Volleyball is a fluid game, meaning it constantly changes and although it follows some general assumptions– we assume the other team will likely bump, set, spike– the ball may come flying back over the net after one hit by the opponent. This can really throw a team for a loop. The same thing can happen in foster care. You are going along, volleying back and forth, getting into a good rhythm and then *BAM* something goes off kilter and sends everyone scrambling.

Blocking and digging are two defensive concepts in volleyball. A good block completely deflects the trajectory of the ball back down on the opponent’s side. It feels really awesome when that happens! On my team our girls lack height, so I am often encouraging them to just “get a touch” on the block which in turn slows the heat of the attack down and makes it easier to handle. As a foster parent I need to stand in the gap for our children and guard their hearts. I am thankful we can shelter them from the storm that rages around them and they can just be kids, for this moment, because they only get one childhood. Sometimes we can completely deflect the pain from hitting them and other times we may only be able to take the heat off and make it easier to cope. Digging up a hard hit can be an impressive acrobatic feat and get the crowd to their feet. But sometimes it can hurt. I’ve played defensive specialist and had the bruises on my hips, knees, and arms to show for it. However hard it may hurt you are still committed to diving for that ball and get the save. “Digging deep” in foster care means doing whatever you can to defend your child and keep them from hitting the ground. Sometimes it can be painful and leave bruises on your heart but you get back up and do it again.

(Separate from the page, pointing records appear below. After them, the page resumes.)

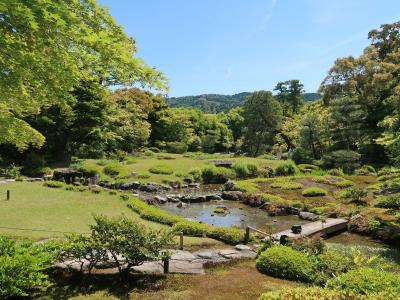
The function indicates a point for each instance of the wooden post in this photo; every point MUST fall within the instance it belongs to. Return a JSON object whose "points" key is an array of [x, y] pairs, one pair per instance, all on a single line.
{"points": [[166, 265], [181, 240], [247, 235]]}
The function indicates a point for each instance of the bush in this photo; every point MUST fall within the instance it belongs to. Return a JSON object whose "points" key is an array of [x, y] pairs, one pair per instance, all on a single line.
{"points": [[317, 293], [314, 192], [176, 147], [89, 168], [212, 174], [336, 172], [302, 156], [22, 268], [116, 170], [345, 159], [366, 280], [285, 262], [54, 184], [286, 168], [161, 169], [245, 170], [390, 201], [287, 185]]}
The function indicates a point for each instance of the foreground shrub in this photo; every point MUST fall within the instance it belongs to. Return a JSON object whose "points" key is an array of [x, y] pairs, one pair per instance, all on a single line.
{"points": [[22, 268], [245, 170], [54, 184], [286, 168], [176, 147], [366, 280], [161, 169], [212, 174], [345, 159], [317, 293], [390, 201], [285, 262], [314, 192]]}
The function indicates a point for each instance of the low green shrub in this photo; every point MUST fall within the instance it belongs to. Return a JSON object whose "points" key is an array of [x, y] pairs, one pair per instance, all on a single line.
{"points": [[285, 262], [314, 192], [286, 168], [161, 169], [245, 170], [336, 172], [287, 185], [90, 168], [317, 293], [212, 174], [390, 201], [343, 183], [366, 280], [54, 184], [176, 147]]}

My current team! (I’m on the left looking like one of the kids.)

To all who are out there “playing the game” of foster care I will end my volleyball analogy with the 10 Commandments of Volleyball that I gave to my team. They can easily be applied to what you are doing:

10 commandments of volleyball

  • 1.    Play with intensity.
  • 2.    Don’t ever give up.
  • 3.    Shake off every mistake and move on.
  • 4.    Have a positive attitude.
  • 5.    Always encourage your teammates.
  • 6.    Have good sportsmanship.
  • 7.    Aim to be an all-around good player.
  • 8.    Try your hardest no matter what.
  • 9.    Always have a goal in mind and strive to obtain it.
  • 10.    Be the best you can be on and off the court.